Here’s how @BBCr4today @BBCRoryCJ @ruskin147 are *not* helping the challenge of network security education…

So a package on Radio4’s Today programme about the (subjective opinion!) ludicrous “right to be forgotten” – and they wheel out the usual suspects: Cluley to nitpick Gmail’s advertising parser, Gus Hosein of Privacy International, and Jeff Jarvis for the optimist.

I suspect this is what the BBC called “balanced opinion” – and you know what, I’d agree, it was a nice package.

BUT: it was laced-over with plinky-plonky spooky “psycho”-type music, bracketing it with FEAR! FEAR! FEAR! FEAR! YOU SHOULD BE SCARED OF ALL THIS CYBER PRIVACY INVASION! I AM A BBC PRODUCER AND DON’T GET IT SO IT MUST BE SCARY!

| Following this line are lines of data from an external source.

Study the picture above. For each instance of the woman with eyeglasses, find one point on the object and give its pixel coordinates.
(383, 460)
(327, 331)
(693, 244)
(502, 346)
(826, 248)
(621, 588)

If Rory approved the music then the Geek community should flatly disown him – you would not do the same to (say) a package on Government immigration policy:

Foreigners are coming! FX: SPOOKY MUSIC

– there would be uproar!

In 1995 I participated in a Open University TV programme re: Security (along with Gene Spafford, Mark Lomas, Brian Neale and Whit Diffie) and back then it would have been vaguely excusable for the novelty; but now, NO, please, stop it.

Please get with the programme; some of us are trying to get people to take this seriously, and the BBC does not have the excuse which a print journalist once gave me in 1995 – the requirement to pander to its demographic to retain advertising revenue driving reinforcement of existing prejudices.

The young generation can cope with privacy issues just fine – in an industry where the world turns upside down every 5 years then all legislation will be knee-jerk. Feeding fear will make it worse.

Regarding privacy: yes there will be a few goofs as people learn to cope with change, but having a bunch of 50 year old journalists telling a 50 year old demographic that something needs to be done is a task best left to the Daily Mail where we can ignore it.

Comments

2 responses to “Here’s how @BBCr4today @BBCRoryCJ @ruskin147 are *not* helping the challenge of network security education…”

  1. Carl

    I thought they *did* play spooky music when talking about foreigners? Or was it some other crass fear-mongering device, I can’t quite remember. Anyway, any fule kno komputerz r scary and hackers steal your socks in the night, one at a time, and use them to overthrow freedom, democracy and EMI.